XOSTOR hyperconvergence preview

olivierlambert

Also, keep in mind the LINSTOR put things in read only as soon you are under your replication target.

It means, on a 3 hosts scenario:

if you have a replication 3, any host that is unreachable will trigger read only on the 2 others
if you have a replication 2, you can lose one host without any consequence

So for 3 machines, replication 2 is a sweet spot in terms of availability.

Wilken

Hi,

I've run the install script on a XCP-ng 8.2.1 host. The output of the following command:

rpm -qa | grep -E "^(sm|xha)-.linstor."

sm-2.30.8-2.1.0.linstor.5.xcpng8.2.x86_64

xha-10.1.0-2.2.0.linstor.1.xcpng8.2.x86_64

is missing, because it is already installed in version:

xha-10.1.0-2.1.xcpng8.2.x86_64

from XCP-ng itself.

Is this packace still needed from the linstor repo?
Should I uninstall it an re-run the install script?

BR,
Wilken

olivierlambert

question for @ronan-a

ronan-a

@Wilken The modified version of the xha package is no longer needed. You can use the latest version without the linstor tag.

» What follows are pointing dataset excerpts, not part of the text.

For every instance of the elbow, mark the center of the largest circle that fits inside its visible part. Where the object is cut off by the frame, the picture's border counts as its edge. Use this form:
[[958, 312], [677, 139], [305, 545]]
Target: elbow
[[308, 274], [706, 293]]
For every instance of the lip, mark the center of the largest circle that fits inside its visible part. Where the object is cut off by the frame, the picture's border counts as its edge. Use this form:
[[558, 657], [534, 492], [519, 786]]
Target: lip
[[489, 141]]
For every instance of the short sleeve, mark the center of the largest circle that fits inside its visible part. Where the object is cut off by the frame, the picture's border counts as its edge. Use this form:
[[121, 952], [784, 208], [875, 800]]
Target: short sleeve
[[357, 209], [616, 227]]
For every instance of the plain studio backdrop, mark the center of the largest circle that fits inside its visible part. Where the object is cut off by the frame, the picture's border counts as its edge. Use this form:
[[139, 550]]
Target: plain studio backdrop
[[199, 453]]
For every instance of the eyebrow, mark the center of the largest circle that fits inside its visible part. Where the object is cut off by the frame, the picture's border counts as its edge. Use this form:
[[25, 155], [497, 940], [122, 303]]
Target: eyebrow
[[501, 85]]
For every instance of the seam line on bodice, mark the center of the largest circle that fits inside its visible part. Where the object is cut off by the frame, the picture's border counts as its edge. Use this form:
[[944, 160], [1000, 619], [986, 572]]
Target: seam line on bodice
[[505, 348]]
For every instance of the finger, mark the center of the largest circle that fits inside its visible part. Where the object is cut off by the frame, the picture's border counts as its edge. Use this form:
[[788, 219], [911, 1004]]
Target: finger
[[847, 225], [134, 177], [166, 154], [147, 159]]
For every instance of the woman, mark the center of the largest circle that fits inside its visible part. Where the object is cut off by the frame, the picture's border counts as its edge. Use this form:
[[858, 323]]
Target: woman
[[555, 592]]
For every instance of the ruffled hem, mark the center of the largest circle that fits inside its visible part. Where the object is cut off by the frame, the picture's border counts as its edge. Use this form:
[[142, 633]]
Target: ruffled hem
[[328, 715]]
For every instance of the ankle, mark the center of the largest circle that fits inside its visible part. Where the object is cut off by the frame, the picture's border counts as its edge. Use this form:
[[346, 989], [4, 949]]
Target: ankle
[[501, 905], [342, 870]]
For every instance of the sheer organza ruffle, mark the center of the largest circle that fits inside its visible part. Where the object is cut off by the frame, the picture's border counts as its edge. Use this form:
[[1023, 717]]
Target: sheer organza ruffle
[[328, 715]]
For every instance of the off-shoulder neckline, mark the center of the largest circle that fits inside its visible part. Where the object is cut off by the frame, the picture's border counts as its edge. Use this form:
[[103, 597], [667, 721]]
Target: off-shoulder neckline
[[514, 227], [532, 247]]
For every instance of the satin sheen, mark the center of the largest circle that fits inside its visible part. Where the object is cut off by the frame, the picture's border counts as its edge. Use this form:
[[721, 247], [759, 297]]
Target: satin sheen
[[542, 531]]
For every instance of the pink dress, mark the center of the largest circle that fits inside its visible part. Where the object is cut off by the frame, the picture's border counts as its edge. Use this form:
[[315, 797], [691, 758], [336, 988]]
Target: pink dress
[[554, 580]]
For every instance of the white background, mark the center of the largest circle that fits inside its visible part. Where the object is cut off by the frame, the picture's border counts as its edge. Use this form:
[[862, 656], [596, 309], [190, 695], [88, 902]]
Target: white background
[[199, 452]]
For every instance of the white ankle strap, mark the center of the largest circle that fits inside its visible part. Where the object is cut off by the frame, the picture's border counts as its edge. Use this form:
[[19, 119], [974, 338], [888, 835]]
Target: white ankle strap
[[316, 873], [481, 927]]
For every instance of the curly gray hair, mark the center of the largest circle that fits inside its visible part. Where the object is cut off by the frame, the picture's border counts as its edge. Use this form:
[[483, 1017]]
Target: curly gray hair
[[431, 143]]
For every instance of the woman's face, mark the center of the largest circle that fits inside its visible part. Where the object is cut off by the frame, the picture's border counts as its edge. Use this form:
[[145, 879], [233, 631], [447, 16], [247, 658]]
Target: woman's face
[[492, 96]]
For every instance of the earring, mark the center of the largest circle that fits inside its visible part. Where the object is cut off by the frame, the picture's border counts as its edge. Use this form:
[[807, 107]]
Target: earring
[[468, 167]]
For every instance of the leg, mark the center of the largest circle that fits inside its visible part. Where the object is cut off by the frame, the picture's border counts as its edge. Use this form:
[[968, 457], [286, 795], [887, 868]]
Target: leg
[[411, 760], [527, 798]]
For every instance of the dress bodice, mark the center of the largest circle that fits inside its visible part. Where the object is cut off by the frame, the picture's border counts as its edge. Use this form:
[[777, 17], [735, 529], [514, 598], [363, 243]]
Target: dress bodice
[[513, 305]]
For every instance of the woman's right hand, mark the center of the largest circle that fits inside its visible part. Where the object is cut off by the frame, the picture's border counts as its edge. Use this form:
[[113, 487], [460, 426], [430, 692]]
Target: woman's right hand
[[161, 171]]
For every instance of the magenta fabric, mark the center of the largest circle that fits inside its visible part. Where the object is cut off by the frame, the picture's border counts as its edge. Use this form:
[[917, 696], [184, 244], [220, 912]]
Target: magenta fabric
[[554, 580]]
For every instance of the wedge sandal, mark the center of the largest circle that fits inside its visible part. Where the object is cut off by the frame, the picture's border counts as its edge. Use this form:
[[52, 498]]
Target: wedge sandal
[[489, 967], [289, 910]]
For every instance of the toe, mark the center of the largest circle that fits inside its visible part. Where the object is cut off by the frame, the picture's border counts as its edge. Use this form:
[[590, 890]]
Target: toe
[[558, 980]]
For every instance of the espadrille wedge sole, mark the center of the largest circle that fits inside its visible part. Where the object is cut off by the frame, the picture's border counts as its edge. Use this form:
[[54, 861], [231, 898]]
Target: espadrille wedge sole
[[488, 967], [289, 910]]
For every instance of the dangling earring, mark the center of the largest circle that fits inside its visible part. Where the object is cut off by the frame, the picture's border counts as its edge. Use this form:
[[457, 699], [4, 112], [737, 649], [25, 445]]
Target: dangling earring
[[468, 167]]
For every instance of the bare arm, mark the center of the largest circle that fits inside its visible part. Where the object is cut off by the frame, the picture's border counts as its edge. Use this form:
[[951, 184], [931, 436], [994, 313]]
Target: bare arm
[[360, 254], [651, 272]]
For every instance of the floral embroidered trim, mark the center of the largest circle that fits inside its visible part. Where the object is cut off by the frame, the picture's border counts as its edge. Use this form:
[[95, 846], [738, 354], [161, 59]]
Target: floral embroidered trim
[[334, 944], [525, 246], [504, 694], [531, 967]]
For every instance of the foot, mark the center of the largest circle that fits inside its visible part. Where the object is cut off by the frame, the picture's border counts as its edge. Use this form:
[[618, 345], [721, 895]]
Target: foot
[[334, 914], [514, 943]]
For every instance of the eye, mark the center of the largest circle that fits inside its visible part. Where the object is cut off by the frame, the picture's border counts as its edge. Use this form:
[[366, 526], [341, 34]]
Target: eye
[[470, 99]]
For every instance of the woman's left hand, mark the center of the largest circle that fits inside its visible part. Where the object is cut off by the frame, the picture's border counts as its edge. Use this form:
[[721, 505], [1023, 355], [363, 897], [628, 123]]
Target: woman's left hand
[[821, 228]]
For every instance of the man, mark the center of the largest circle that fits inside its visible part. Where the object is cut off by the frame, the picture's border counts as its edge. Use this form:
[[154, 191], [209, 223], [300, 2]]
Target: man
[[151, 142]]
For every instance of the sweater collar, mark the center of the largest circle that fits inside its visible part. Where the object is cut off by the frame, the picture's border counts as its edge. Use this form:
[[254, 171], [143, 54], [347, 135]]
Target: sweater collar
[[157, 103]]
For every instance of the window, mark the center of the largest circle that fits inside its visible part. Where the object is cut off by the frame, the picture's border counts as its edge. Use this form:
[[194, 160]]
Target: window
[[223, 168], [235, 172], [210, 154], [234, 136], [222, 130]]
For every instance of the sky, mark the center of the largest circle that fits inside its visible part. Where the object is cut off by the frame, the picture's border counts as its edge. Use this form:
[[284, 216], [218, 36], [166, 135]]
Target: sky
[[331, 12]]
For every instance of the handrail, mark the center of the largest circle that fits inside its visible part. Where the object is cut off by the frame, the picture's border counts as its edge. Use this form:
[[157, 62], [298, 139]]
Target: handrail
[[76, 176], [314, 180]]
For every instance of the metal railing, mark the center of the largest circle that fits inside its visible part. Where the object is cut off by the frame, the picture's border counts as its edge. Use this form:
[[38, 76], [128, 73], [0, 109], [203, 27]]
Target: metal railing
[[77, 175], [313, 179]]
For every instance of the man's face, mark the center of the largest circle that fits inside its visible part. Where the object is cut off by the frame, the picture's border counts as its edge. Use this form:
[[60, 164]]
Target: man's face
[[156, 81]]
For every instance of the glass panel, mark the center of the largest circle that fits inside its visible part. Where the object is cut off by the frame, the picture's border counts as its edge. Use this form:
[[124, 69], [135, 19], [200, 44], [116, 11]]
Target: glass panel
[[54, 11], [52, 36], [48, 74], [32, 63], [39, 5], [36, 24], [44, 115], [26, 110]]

It's not necessary to reinstall your XOSTOR SR.

Wilken

Thank you @olivierlambert and @ronan-a for the quick answer and clarification!

BR,
Wilken

gb.123

@ronan-a

Hi !
Before I test this, I have a small question:
If the VM is encrypted, and XOSTOR SR is enabled, is the VM + Memory replicated or just the VDI ?
Once the 1st node is down, will the 2nd node take over as-is or will the 2nd node go to 'boot' stage where is asks for decryption password ?

Thanks

ronan-a

@gb-123 How the VM is encrypted? Only the VDIs are replicated.

gb.123

@ronan-a

VMs would be using LUKS encryption.

So if only VDI is replicated and hypothetically, if I loose the master node or any other node actually having the VM, then I will have to create the VM again using the replicated disk? Or would it be something like DRBD where there are actually 2 VMs running in Active/Passive mode and there is an automatic switchover ? Or would it be that One VM is running and the second gets automatically started when 1st is down ?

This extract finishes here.